Changing Oceans

Throughout the world, the oceans are facing numerous threats which are rapidly changing marine ecosystems. This short inspirational film produced by Nomads Expeditions, depicts the overwhelming beauty and diversity that can be found in the ocean and asks the viewer to contemplate it's loss.

  • Katy Laveck Foster
  • Jeff Foster
  • Katy Laveck Foster
  • Jeff Foster
  • Jeff Foster
  • Katy Laveck Foster
  • Project Type:
    Documentary, Short
  • Genres:
    Environmental, Underwater, ocean, conservation, inspiration
  • Runtime:
    2 minutes 50 seconds
  • Completion Date:
    April 1, 2017
  • Country of Origin:
    United States
  • Country of Filming:
    Indonesia, United States
  • Language:
  • Shooting Format:
  • Aspect Ratio:
  • Film Color:
  • First-time Filmmaker:
  • Student Project:
Director Biography - Katy Laveck Foster, Jeff Foster

Jeff and Katy are intrepid adventurers that met in 2009 while working as marine mammal researchers on a project off the coast of California. Their shared love of the ocean, wildlife, and travel eventually brought them together. The pair has since traveled to far-flung and remote places around the world, to film, photograph, and study wildlife and quickly vanishing cultures.


Jeff grew up as the son of a prominent zoo veterinarian and has been around wild and exotic animals his entire life. His passion for marine life lead him to pursue a career in the marine mammal field. Jeff worked for SeaWorld in the early days, with animal acquisitions and as a lead trainer. The travel bug bit Jeff at 18 years of age when he hitched hiked across the pacific to climb in New Zealand and to dive the famous Great Barrier Reef. Since then he has traveled to more then 100 countries and has lived in Iceland, SE Asia, Turkey, Africa and the Caribbean.

Jeff’s curiosity for the oceans and it’s marine life eventually lead him away from the captive industry and into rescue and rehabilitation. Jeff oversaw the sea otter rescue along the Kenai Peninsula during the EXXON Valdese oil spill. He was Director of Research & Field Operations for the Keiko Project, the attempted reintroduction of the Killer Whale from the movie “Free Willy”. He oversaw the capture; rehab and successful reintroduction of “Springer” an out of habitat orphan Killer Whale found in the Pacific Northwest in the early 2000’s. NOAA awarded Jeff the “Environmental Hero of the Year” award for his rescue work after the 2005 Tsunami in SE Asia and Hurricane Katrina. His work has been featured in National Geographic, CNN, 60 Minutes, Date Line, the BBC and the New York Times. For the last 10 years Jeff has focused primarily on marine mammal research. He has helped in the development and testing of new tagging technology on multiple species of marine mammals around the globe. He has been scuba diving all his life and is an accomplished free diver. Jeff has a degree in animal behavior.


Katy has spent much of her life with one foot in the ocean and one foot in the mountains. Having been involved at a young age in marine mammal and sea turtle rescue and rehabilitation efforts in Florida, Katy’s love of the ocean started very early in life. She began scuba diving with her father at age 12 and developed a love for free diving, as she got older. Her love of being underwater has continued throughout life and she is currently a certified PADI dive master.

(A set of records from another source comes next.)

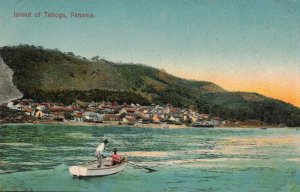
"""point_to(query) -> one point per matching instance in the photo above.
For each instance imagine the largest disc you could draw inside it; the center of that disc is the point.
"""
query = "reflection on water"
(37, 158)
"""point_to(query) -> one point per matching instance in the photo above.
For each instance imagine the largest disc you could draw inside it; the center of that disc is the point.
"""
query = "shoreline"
(159, 126)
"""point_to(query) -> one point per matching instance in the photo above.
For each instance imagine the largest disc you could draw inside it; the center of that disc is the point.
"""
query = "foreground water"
(36, 158)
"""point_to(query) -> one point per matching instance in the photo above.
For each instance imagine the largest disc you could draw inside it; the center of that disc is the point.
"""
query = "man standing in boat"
(99, 151)
(116, 158)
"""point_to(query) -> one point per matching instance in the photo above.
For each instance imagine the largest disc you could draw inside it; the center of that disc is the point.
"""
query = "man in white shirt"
(99, 151)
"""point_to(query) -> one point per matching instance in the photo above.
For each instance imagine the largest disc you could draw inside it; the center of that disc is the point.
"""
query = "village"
(113, 113)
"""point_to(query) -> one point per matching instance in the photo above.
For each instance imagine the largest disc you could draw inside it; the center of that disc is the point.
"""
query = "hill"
(50, 75)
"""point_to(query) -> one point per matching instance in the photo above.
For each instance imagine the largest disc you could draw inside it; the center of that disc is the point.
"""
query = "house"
(129, 120)
(156, 118)
(90, 116)
(38, 113)
(28, 111)
(111, 117)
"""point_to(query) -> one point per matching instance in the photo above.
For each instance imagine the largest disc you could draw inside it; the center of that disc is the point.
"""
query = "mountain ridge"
(46, 74)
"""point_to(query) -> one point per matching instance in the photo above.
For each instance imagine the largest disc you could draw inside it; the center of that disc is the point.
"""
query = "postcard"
(140, 95)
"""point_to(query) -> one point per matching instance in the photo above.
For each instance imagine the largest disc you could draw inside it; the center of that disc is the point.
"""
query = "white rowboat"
(91, 169)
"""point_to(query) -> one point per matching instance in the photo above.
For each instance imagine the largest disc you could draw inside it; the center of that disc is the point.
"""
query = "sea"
(37, 157)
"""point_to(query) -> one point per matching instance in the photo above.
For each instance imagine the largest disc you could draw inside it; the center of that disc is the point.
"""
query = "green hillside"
(50, 75)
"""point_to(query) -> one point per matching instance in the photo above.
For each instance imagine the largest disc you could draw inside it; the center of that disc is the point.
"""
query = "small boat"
(92, 169)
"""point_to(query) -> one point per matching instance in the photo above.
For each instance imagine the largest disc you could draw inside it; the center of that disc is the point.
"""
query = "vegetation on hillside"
(50, 75)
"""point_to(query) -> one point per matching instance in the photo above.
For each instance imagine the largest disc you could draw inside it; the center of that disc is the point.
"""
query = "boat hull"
(91, 170)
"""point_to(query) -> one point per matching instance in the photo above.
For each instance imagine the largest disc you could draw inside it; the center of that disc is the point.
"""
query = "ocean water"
(37, 157)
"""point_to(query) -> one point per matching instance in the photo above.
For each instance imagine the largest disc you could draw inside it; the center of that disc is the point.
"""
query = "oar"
(144, 167)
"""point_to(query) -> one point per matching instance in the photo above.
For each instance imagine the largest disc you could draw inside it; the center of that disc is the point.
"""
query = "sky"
(241, 45)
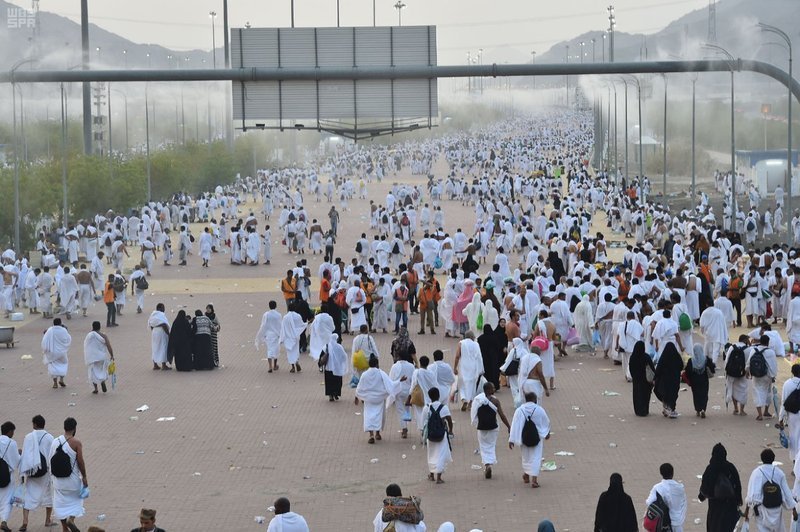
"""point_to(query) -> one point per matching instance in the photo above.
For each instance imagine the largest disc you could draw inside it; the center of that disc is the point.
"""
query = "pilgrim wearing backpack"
(9, 460)
(768, 494)
(437, 432)
(736, 381)
(762, 367)
(790, 410)
(530, 426)
(36, 470)
(666, 504)
(70, 483)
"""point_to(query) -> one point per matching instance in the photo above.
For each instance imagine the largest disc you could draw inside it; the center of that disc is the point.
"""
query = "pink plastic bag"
(572, 337)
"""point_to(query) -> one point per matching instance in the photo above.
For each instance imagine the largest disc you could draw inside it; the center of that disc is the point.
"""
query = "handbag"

After attending commercial photography school, Katy traded her flip-flops for climbing boots and focused her camera and her energy in the mountains. She worked for a number of years as a mountaineering/climbing guide, eventually moving into ski guiding and teaching avalanche courses. She co-founded a successful guide service and avalanche school, and her work as a mountain guide took her to mountain ranges, glaciers, and volcanoes all over the world, continually fueling her wonder lust. She has traveled extensively and lived in multiple counties. Katy has worked professionally collecting snow and weather data for the Northwest Avalanche Center, she was involved in snow morphology research in Montana, and she holds an AIARE Level 3 avalanche certification and is trained in wilderness medicine.

Despite her fascination with water in its frozen form, Katy has continued to gravitate toward the ocean. While working seasonally in the mountains, Katy has held jobs crewing on whale watching boats, guiding sea kayaking trips, and eventually she began working in the field of marine mammal research. Her work with marine mammals has taken her to multiple countries and she has had the opportunity to work with a variety of species. She has become progressively more involved in marine mammal rescue and rehabilitation work, working hands on with species ranging from dugongs in Indonesia to Killer Whales in New Zealand. Katy has been involved with terrestrial wildlife research as well,
including projects focused on alpine frog species in North America, and bears of the cloud forest in South America. Katy has a degree in marine biology.


Together, Jeff and Katy spend much of their time traveling the globe and searching for unique stories to film and photograph. The pair specializes in expeditions to remote places very far off the beaten path. They both strongly believe that documenting our changing planet, it’s wildlife, and it’s cultures, is extremely important in today’s changing world.